The duration of action and vascular effects of L(+) and D(-) and racemic mepivacaine were investigated in a double-blind study in 23 fit human volunteers. Isosmolar 0.1-ml intradermal injections of a range of concentrations of each agent from 0.011-2.7%, and physiological saline were given in duplicate to at least 14 subjects. Local color changes were observed 5-10 min after injection, and analgesia to pinprick was tested at 5 min intervals thereafter until full recovery.
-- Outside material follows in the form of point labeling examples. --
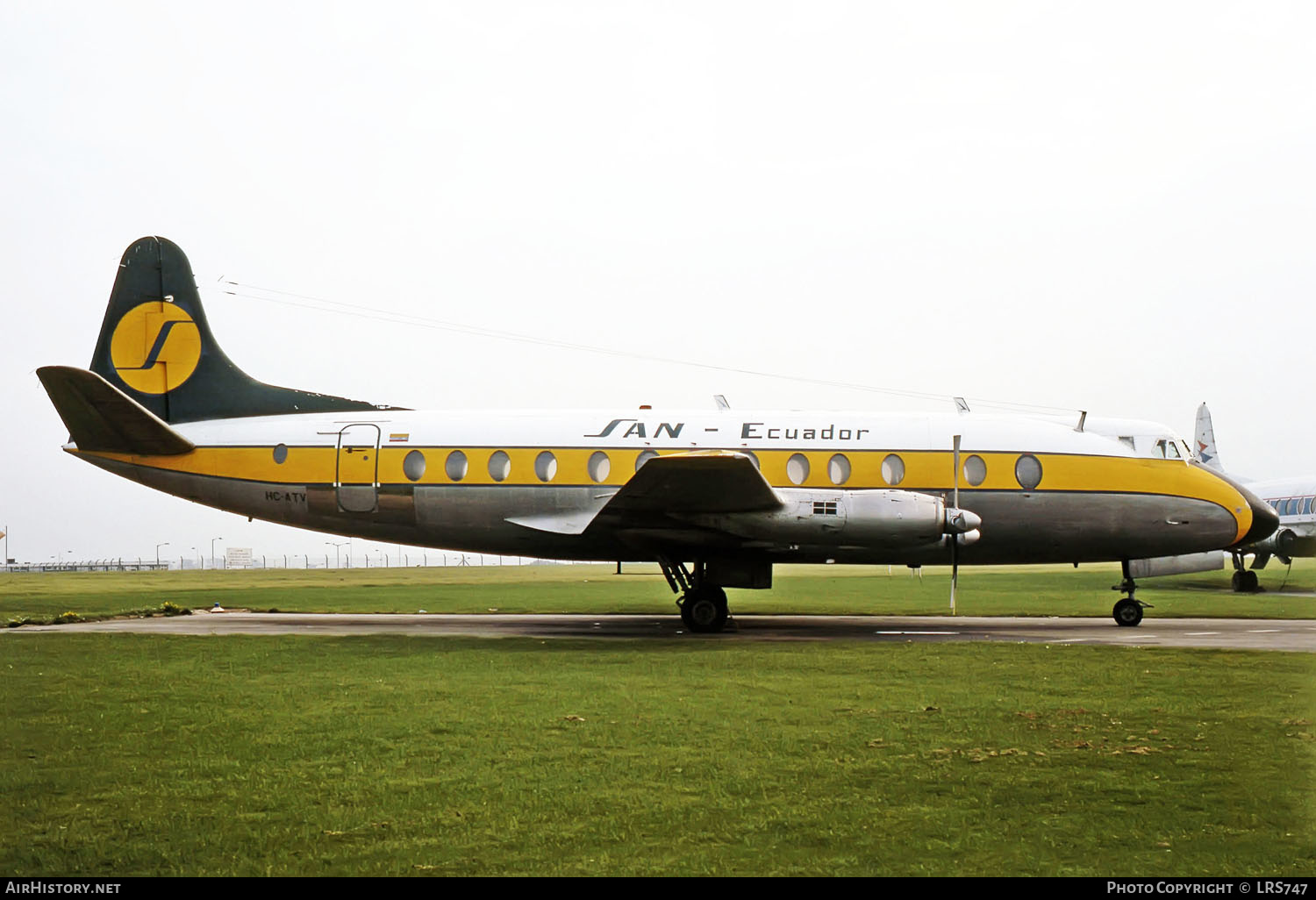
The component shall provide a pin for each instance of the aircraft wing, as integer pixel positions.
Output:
(702, 482)
(676, 484)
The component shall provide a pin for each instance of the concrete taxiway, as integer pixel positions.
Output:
(1298, 636)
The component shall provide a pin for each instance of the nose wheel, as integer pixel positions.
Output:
(1128, 611)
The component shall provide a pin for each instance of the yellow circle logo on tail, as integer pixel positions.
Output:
(155, 347)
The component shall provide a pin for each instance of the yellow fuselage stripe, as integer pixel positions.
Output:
(926, 470)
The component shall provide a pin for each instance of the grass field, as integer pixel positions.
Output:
(134, 754)
(990, 591)
(389, 755)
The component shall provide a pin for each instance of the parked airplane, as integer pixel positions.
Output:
(729, 492)
(1291, 497)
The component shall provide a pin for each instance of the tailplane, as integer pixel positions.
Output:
(157, 347)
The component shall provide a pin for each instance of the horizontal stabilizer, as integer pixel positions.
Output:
(100, 418)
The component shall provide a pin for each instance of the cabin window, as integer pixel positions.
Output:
(545, 466)
(839, 468)
(599, 466)
(1028, 471)
(413, 465)
(797, 468)
(455, 466)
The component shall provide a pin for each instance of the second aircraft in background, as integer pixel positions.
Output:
(1291, 497)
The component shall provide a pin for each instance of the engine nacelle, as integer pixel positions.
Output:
(1281, 544)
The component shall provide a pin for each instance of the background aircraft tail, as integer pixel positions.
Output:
(1205, 439)
(157, 347)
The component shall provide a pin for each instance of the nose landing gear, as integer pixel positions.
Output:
(1128, 611)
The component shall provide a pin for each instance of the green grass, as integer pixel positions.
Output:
(391, 755)
(820, 589)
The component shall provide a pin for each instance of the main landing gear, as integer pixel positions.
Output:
(1128, 612)
(1245, 579)
(703, 605)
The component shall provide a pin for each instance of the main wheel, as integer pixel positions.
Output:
(704, 610)
(1128, 612)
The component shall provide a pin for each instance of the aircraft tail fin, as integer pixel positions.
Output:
(155, 346)
(1205, 439)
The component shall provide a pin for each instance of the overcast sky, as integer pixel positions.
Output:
(1103, 205)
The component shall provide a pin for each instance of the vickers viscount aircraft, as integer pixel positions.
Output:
(715, 497)
(1291, 497)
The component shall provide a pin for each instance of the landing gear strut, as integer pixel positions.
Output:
(1244, 579)
(703, 604)
(1128, 612)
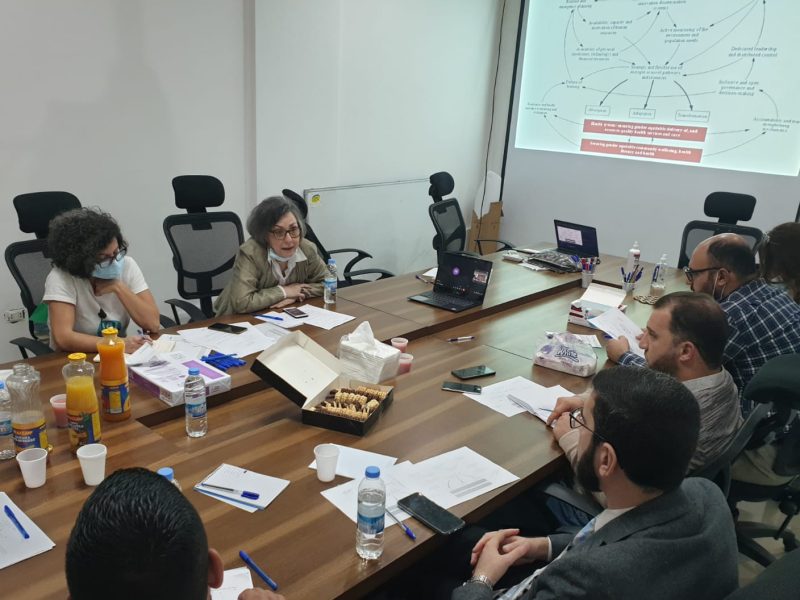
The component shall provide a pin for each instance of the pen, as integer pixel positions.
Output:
(242, 493)
(405, 527)
(17, 524)
(249, 562)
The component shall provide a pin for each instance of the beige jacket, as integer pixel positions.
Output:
(253, 285)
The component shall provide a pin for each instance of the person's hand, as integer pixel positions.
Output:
(259, 594)
(489, 558)
(616, 348)
(564, 404)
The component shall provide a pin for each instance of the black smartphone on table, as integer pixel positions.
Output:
(454, 386)
(473, 372)
(431, 514)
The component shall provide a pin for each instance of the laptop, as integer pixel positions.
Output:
(461, 283)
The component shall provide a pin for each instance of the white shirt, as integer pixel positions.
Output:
(93, 313)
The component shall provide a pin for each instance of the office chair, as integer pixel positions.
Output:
(347, 276)
(445, 214)
(778, 383)
(729, 208)
(204, 244)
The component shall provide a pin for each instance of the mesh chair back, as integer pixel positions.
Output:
(29, 266)
(697, 231)
(204, 247)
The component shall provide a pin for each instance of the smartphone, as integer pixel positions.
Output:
(473, 372)
(227, 328)
(431, 514)
(454, 386)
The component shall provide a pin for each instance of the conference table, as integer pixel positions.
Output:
(304, 542)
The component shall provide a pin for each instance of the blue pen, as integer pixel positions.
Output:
(249, 562)
(17, 524)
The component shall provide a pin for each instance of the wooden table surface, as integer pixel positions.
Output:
(302, 540)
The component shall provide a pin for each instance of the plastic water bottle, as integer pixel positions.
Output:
(331, 281)
(168, 474)
(194, 396)
(371, 512)
(6, 430)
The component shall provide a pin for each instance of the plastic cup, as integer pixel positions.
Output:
(405, 363)
(327, 455)
(59, 404)
(33, 464)
(93, 463)
(400, 343)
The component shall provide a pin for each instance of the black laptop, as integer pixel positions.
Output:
(460, 284)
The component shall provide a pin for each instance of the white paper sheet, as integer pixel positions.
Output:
(352, 462)
(14, 547)
(617, 324)
(234, 582)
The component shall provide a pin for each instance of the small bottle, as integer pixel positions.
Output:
(169, 475)
(658, 284)
(331, 281)
(194, 396)
(6, 430)
(83, 413)
(371, 512)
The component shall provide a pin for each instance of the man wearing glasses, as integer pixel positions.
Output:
(661, 537)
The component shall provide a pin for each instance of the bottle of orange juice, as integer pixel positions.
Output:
(113, 377)
(83, 416)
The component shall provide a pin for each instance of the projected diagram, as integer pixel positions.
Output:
(701, 82)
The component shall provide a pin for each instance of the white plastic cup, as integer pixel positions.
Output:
(327, 455)
(400, 343)
(93, 463)
(33, 464)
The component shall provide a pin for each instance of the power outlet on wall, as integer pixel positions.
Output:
(15, 315)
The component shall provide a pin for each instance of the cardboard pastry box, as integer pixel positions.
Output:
(305, 372)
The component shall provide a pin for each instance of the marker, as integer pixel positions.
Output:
(249, 562)
(17, 524)
(405, 527)
(242, 493)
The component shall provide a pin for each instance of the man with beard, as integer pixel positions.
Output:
(660, 538)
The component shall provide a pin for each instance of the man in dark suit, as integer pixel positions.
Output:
(660, 537)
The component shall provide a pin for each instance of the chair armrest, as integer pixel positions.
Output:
(36, 347)
(194, 312)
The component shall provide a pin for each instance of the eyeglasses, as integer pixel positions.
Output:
(690, 273)
(107, 261)
(576, 420)
(279, 234)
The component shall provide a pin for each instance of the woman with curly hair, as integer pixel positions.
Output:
(277, 266)
(93, 284)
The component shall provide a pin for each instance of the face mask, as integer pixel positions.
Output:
(112, 271)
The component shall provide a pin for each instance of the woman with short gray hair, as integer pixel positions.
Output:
(277, 266)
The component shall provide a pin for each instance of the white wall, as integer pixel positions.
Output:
(110, 99)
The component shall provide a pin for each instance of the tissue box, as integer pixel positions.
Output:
(164, 377)
(305, 372)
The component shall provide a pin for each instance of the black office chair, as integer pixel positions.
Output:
(29, 263)
(729, 208)
(348, 276)
(204, 244)
(778, 383)
(447, 219)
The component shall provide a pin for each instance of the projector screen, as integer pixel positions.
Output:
(702, 83)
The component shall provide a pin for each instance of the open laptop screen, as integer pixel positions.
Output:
(463, 276)
(576, 239)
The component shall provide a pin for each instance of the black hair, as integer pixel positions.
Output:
(734, 255)
(266, 215)
(77, 236)
(137, 537)
(652, 421)
(699, 319)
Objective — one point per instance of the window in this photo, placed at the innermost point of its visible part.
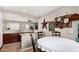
(14, 26)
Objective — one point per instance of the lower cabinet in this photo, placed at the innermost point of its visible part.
(11, 37)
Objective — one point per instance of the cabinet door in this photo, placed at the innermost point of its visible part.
(1, 28)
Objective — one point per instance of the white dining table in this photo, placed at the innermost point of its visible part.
(57, 44)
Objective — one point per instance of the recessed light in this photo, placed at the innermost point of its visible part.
(24, 10)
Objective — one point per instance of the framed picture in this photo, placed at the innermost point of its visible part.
(51, 26)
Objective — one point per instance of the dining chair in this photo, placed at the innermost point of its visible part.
(56, 33)
(35, 49)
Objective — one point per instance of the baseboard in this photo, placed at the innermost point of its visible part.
(1, 46)
(25, 49)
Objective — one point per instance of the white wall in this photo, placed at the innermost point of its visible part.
(1, 27)
(15, 18)
(65, 32)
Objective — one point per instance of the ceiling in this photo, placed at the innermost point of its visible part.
(35, 11)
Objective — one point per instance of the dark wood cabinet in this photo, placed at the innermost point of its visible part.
(11, 37)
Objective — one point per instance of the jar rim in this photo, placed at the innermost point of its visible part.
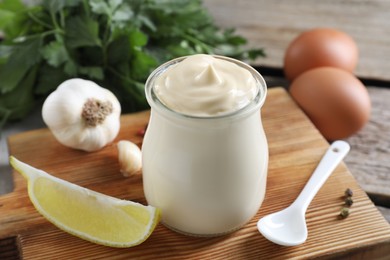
(254, 104)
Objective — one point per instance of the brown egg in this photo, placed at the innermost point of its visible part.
(335, 100)
(318, 48)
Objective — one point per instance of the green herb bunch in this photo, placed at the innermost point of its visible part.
(115, 43)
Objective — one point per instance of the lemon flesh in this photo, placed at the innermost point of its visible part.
(87, 214)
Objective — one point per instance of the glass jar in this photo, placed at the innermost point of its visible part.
(206, 174)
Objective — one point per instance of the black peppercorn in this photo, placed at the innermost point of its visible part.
(348, 192)
(348, 201)
(344, 212)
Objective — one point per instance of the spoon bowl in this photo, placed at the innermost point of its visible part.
(288, 226)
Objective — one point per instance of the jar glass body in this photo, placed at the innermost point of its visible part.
(206, 174)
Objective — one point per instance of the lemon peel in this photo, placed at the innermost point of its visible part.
(87, 214)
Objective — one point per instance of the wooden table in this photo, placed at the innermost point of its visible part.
(294, 153)
(274, 24)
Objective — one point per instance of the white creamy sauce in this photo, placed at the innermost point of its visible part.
(202, 85)
(208, 176)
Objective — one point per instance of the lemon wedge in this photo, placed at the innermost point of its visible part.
(87, 214)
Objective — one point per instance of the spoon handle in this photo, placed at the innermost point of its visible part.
(333, 156)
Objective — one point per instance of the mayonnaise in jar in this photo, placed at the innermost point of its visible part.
(205, 154)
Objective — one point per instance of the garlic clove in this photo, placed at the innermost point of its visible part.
(130, 158)
(82, 115)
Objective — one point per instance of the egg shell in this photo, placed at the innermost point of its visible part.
(336, 101)
(318, 48)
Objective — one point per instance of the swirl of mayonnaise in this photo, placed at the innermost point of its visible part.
(203, 85)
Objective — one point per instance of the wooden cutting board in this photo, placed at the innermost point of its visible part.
(295, 148)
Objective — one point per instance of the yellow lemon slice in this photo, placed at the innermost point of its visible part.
(87, 214)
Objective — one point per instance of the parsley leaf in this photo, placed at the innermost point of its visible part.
(116, 43)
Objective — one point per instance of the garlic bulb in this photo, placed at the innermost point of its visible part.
(130, 158)
(82, 115)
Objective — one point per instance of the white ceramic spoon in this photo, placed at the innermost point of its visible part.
(288, 227)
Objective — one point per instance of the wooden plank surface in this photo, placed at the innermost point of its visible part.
(295, 148)
(274, 24)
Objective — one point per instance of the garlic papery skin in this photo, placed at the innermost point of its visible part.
(82, 115)
(130, 158)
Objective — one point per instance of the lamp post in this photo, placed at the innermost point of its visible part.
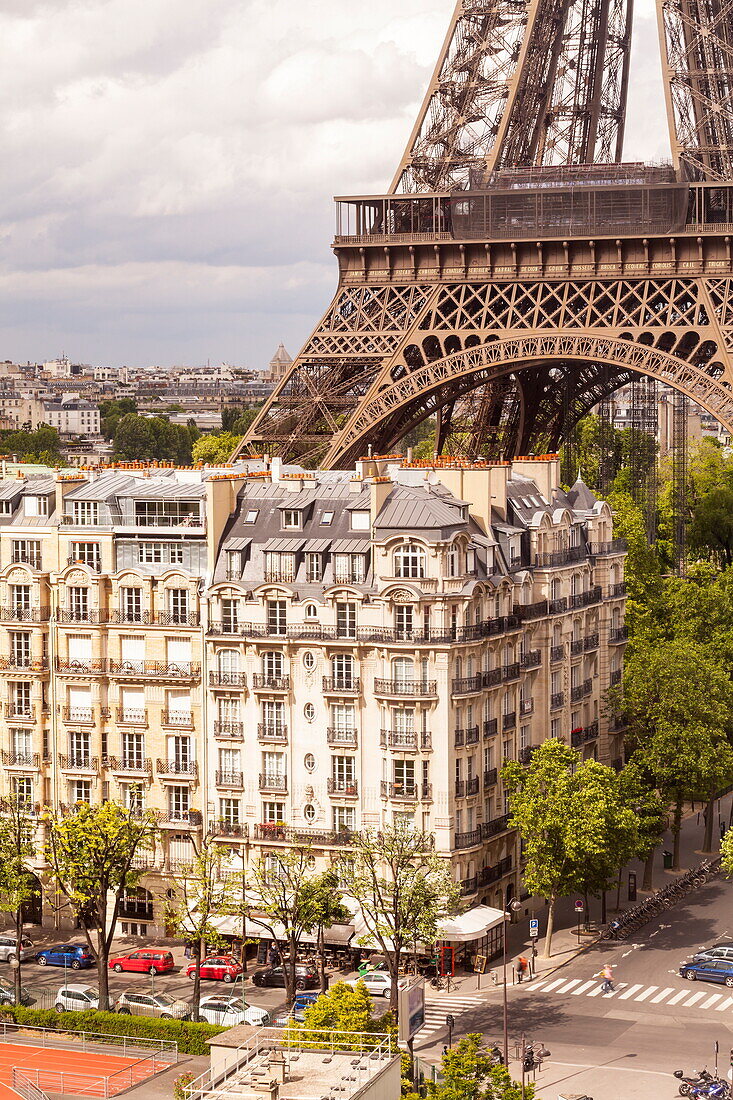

Both isomers were vasoconstrictor at concentrations of 0.3% and less; at greater concentration the L isomer produced more vasodilatation and hemorrhagic change. The duration of action of both isomers increased with concentration between 0.05-0.9%, but the L isomer was significantly longer acting than the D at 0.3% and more. The log dose-duration curve could be interpreted as linear between 0.1-0.9% with the slope of L isomer being twice as steep as the D. The findings for racemic mepivacaine were between those of the 2 isomers. The longer duration of analgesia of L-mepivacaine was not associated with superior vasoconstrictor power.